The reward signal for the agent consists entirely of the game score, with one exception. The agent receives an additional reward for each new action it discovers within the game. For example, whenever the agent first gathers resources to craft a specific item, obtains a consumable, or mines a new type of block, it receives the bonus reward.
This intrinsic motivation helps bootstrap learning before the extrinsic game score becomes informative, greatly accelerating progress at early stages.
After the initial training runs, I continued training from saved checkpoints of the most successful runs to push the agent's performance further and see if it reaches a plateau.
Reducing the learning rate by an order of magnitude is beneficial for this second step, while reducing the entropy coefficient has little effect on performance. Earlier experiments showed that increasing the entropy coefficient over 0.01 significantly slows down training in the first 64M steps.
As we can see from these runs, the agents does in fact reach the plateau around 30 thousand game score. In the evaluation setting, some of the checkpoints score 35k+ on average, and individual games reach into the 55k+ territory.
The first logged game score for continuation runs is artificially low because those data points consist of generally shorter (=lower score) episodes due to the iteration size.
Not every idea panned out. Some changes that seemed promising had no measurable impact on training.
Each episode, the agent is initialized with one of 4 random starting loadouts, including a fighter and an archer. The fighter starts with a sword and meat (a consumable that restores health), while the archer begins with a bow and 10 arrows. In both cases, 3 zombies are spawned near the player, with some zombies having reduced health. Despite these varied starting conditions, some of which encourage fighting, the loadouts did not appear to impact the speed of early training.

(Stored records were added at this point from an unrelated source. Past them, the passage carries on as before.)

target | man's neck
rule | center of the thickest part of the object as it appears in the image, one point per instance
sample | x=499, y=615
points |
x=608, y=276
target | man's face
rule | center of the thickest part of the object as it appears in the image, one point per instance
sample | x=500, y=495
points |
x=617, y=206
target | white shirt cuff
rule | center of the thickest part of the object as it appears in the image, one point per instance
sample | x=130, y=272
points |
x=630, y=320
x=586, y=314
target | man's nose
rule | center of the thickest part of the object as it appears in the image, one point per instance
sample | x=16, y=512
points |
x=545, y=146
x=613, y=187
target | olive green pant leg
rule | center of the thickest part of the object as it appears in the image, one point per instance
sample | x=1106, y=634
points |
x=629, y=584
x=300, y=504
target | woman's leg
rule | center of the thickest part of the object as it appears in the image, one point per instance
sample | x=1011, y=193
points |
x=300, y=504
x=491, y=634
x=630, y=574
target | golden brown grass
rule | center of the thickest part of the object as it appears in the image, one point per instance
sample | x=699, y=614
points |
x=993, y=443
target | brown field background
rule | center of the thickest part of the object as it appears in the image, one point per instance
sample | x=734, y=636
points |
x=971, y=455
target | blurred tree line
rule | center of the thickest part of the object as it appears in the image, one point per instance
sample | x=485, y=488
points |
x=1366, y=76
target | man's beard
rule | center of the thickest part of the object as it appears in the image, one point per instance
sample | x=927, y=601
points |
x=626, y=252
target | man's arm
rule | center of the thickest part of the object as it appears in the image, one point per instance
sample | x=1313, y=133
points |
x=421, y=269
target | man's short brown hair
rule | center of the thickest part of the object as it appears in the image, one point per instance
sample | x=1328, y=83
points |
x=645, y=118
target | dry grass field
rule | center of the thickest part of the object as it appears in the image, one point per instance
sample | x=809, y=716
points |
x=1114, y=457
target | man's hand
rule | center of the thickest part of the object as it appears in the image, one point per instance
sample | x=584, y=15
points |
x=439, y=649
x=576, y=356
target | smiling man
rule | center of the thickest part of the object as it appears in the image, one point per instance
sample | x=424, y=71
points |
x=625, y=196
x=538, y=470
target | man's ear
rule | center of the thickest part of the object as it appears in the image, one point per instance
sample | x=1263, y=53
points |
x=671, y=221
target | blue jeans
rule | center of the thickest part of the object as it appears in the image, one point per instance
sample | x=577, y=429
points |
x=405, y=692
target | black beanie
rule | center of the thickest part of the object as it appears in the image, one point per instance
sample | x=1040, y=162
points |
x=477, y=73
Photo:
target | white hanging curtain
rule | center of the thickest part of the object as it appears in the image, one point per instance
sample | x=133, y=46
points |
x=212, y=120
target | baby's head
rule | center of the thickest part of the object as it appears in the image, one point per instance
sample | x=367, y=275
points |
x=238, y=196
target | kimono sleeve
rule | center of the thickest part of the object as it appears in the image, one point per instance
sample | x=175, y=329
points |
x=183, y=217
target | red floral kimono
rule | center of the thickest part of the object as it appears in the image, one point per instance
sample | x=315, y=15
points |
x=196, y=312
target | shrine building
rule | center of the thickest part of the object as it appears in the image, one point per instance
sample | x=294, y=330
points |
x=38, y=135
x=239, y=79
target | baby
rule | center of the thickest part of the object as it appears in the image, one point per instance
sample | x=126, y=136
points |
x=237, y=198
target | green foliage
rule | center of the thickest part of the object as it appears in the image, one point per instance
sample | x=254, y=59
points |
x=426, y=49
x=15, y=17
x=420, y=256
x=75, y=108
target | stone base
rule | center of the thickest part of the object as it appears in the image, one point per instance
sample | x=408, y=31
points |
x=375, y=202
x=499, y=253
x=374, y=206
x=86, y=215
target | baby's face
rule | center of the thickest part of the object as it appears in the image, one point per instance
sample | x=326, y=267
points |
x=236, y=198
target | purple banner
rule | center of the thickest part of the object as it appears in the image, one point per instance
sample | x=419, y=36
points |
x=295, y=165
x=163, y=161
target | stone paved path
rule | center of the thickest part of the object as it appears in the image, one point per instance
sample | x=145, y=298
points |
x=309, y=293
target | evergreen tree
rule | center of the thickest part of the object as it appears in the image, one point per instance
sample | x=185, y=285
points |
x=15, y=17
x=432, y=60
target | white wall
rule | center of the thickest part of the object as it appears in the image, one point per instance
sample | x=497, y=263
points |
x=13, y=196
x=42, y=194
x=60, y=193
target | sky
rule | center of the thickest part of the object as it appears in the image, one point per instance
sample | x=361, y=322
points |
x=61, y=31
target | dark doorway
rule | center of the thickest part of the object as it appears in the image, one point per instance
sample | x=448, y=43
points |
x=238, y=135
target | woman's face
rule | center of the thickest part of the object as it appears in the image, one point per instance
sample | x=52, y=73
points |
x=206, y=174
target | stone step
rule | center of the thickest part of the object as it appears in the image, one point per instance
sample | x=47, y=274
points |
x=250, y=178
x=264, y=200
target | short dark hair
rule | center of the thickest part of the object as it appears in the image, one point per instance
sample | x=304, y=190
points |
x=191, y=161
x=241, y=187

When the agent reaches a milestone (e.g., crafting a pickaxe), the game state is saved. On subsequent episode resets, there's a chance of loading from a recent checkpoint instead of starting from scratch. The idea was to let the agent practice late-game skills without having to reach them from scratch every time. In practice, this curriculum stopped being useful once the network was training quickly and consistently.
The residual blocks use orthogonal initialization with a low gain on the second linear layer, making each block start close to an identity mapping. This technique is meant to improve gradient flow in deep networks. However, at the scale of 8 residual blocks, this initialization choice had no noticeable effect on training dynamics or final performance.
The biggest wins came from normalization: scaling observations, normalizing rewards, and LayerNorm in the residual blocks. These changes transformed unstable training into consistent progress. GELU performed well, though plain ReLU worked just as effectively. Discovery rewards helped bootstrap early learning, but curriculum tricks like checkpoint restarting added little once the fundamentals were in place.
The training plateaus around 30k score, with occasional episodes reaching 55k+. The limiting factor is likely the lack of recurrence: the agent is almost stateless, seeing only its past 4 actions, which prevents any real planning. It's also unclear whether indefinite survival is even possible: speed potions become essential for late-game combat, and the agent may eventually need more than it can loot from defeated mobs.
Mostly, this was just fun. There were plenty more heuristics and optimizations that went into getting consistent training — things too small to warrant their own section but that added up to a setup that just worked. So in the end, the trained agent plays better than I do, which was the goal. A thousand GPU-hours well spent.